I have the following exercise:
Define $f:\mathbb{R}^2\to\mathbb{R}$ by $f(x,y)=(x^2y)^{1/3}$. Is $f$ differentiable at $(0,0)?$. Has $f$ absolute extrema in $D=\{(x,y)\in\mathbb{R}^2:x^2+y^2\leq 1\}$?.
The function $f$ is continous and by the compactness of $D$ I know because of Weierstrass theorem that $f$ has absolute maxima and minima in $D$, but how to find them?. I'm considering the possibility of study the existence of critical points inside $D$ (when $x^2+y^2<1$) and for the boundary of $D$ separately, but for the last I'd use Lagrange multipliers and the calculations I'm doing doesn't seem right.
I have $\displaystyle\frac{\partial f}{\partial x}= \displaystyle\frac{2y^{1/3}}{3(x^2y)^{2/3}}=\displaystyle\frac{2y^{1/3}}{3x^{1/3}}$ and $\displaystyle\frac{\partial f}{\partial y}= \displaystyle\frac{x^2}{3(x^2y)^{2/3}}=\displaystyle\frac{x^{2/3}}{3y^{2/3}}$. Now define $g(x) = x^2+y^2-1=0$ in order to find extrema in $\partial D$ and for the last one $\displaystyle\frac{\partial g}{\partial x} = 2x$ and $\displaystyle\frac{\partial g}{\partial y}=2y$.

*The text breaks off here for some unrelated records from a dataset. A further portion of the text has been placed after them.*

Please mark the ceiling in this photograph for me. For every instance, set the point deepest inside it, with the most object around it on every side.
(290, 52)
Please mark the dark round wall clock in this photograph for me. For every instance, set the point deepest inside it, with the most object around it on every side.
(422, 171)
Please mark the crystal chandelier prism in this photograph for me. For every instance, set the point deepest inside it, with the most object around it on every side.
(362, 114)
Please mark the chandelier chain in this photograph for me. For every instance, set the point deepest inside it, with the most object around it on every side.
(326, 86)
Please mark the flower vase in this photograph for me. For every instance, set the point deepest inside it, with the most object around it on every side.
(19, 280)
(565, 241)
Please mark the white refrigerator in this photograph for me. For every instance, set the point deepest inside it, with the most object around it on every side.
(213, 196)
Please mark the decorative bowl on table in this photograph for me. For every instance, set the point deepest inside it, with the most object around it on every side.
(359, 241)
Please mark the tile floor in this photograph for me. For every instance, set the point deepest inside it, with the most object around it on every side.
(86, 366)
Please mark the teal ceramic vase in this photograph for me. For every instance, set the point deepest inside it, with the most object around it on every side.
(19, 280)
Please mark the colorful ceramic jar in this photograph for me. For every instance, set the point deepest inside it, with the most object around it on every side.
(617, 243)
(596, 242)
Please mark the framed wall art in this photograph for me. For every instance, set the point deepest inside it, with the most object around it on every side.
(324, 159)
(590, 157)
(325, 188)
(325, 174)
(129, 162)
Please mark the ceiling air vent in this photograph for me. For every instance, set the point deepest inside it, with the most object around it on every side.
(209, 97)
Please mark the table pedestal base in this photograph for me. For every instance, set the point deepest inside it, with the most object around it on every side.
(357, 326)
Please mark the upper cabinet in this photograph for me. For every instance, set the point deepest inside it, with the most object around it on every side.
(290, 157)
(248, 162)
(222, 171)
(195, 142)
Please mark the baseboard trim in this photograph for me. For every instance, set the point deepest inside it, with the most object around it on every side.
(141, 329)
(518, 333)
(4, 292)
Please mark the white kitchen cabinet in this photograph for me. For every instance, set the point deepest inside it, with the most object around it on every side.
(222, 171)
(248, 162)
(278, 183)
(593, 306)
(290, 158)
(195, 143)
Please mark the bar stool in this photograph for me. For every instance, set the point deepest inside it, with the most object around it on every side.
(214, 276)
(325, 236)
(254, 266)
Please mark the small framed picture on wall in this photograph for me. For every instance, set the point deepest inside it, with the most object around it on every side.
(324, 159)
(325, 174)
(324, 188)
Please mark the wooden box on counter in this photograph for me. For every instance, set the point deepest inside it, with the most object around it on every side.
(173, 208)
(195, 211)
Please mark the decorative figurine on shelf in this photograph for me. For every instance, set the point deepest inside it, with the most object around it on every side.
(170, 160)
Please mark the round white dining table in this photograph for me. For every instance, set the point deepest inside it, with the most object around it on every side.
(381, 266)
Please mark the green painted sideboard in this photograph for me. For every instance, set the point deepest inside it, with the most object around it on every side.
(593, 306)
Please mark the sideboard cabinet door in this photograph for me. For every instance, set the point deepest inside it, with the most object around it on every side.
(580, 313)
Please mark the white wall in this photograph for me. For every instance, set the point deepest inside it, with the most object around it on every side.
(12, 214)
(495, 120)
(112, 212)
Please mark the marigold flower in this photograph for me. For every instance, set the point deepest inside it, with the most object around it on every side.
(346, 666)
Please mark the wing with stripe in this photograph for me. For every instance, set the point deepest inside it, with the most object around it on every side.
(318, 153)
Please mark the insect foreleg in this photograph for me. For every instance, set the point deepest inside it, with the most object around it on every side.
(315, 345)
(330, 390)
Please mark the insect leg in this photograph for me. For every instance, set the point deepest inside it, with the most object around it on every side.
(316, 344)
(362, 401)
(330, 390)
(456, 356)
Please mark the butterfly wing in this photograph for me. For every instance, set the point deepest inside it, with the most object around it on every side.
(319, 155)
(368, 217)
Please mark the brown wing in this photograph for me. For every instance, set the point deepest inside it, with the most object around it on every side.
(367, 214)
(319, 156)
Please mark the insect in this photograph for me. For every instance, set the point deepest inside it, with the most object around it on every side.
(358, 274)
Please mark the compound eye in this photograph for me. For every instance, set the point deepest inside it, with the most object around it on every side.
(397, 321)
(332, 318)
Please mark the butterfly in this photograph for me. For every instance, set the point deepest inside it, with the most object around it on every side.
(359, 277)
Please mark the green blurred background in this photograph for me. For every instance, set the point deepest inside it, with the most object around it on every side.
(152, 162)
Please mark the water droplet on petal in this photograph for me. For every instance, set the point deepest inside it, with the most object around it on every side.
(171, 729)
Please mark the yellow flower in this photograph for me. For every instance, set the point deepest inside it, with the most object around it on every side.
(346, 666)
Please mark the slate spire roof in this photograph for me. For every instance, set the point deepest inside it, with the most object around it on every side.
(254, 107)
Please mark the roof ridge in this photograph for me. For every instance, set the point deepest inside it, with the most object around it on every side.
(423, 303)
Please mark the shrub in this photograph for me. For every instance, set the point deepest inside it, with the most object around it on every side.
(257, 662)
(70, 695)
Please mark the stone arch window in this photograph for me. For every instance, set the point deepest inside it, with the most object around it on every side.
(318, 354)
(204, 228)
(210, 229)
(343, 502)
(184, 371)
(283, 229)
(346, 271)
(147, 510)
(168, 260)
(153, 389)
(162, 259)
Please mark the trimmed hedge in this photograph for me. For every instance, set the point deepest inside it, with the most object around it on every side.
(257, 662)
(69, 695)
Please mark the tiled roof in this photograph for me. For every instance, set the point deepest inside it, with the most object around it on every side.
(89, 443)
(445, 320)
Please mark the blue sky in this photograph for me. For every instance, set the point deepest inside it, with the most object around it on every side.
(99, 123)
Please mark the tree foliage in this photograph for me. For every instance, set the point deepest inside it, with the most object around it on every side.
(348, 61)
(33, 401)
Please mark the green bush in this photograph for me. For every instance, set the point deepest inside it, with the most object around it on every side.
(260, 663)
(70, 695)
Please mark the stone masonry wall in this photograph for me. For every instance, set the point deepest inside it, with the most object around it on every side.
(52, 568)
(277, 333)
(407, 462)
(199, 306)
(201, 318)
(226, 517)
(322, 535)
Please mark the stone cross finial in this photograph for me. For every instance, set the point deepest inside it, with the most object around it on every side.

Using Lagrange multipliers I have to solve
$$\begin{cases} \frac{\partial f}{\partial x}(x,y) = \lambda\frac{\partial g}{\partial x}(x,y) \\ \frac{\partial f}{\partial y}(x,y) = \lambda\frac{\partial g}{\partial y}(x,y)\\ g(x,y)=0\end{cases}$$
which is
$$\begin{cases} \frac{2y^{1/3}}{3x^{1/3}} = 2\lambda x & (1)\\ \frac{x^{2/3}}{3y^{2/3}} = 2\lambda y & (2)\\ x^2+y^2=1 & (3) \end{cases}$$
Using $(1)$ I get $y$ in terms of $x,\lambda$ having $y^{1/3}=3\lambda x^{4/3}\implies y= 9\lambda ^3 x^4$; and by $(2)$ I have $x^{2/3}=6\lambda y^{5/3}\implies x= (6\lambda y ^{5/3})^{3/2}=6\sqrt{6}\lambda^{3/2}y^{5/2}$.
Then $y=9\lambda ^3 x^4 = 9\lambda^3 (6\sqrt{6}\lambda ^{3/2} y^{5/2})^4=9\cdot6^6\lambda ^9 y ^{10}\implies y^2=\displaystyle\frac{1}{9\lambda^3 (6\sqrt{6}\lambda ^{3/2} y^{5/2})^{4/9}}$.
Isn't this too weird as a solution?. I still would have to use it to find possibles $\lambda$ but it seems the former system has -if my calculations are correct- strange solutions; did I had another mistake?.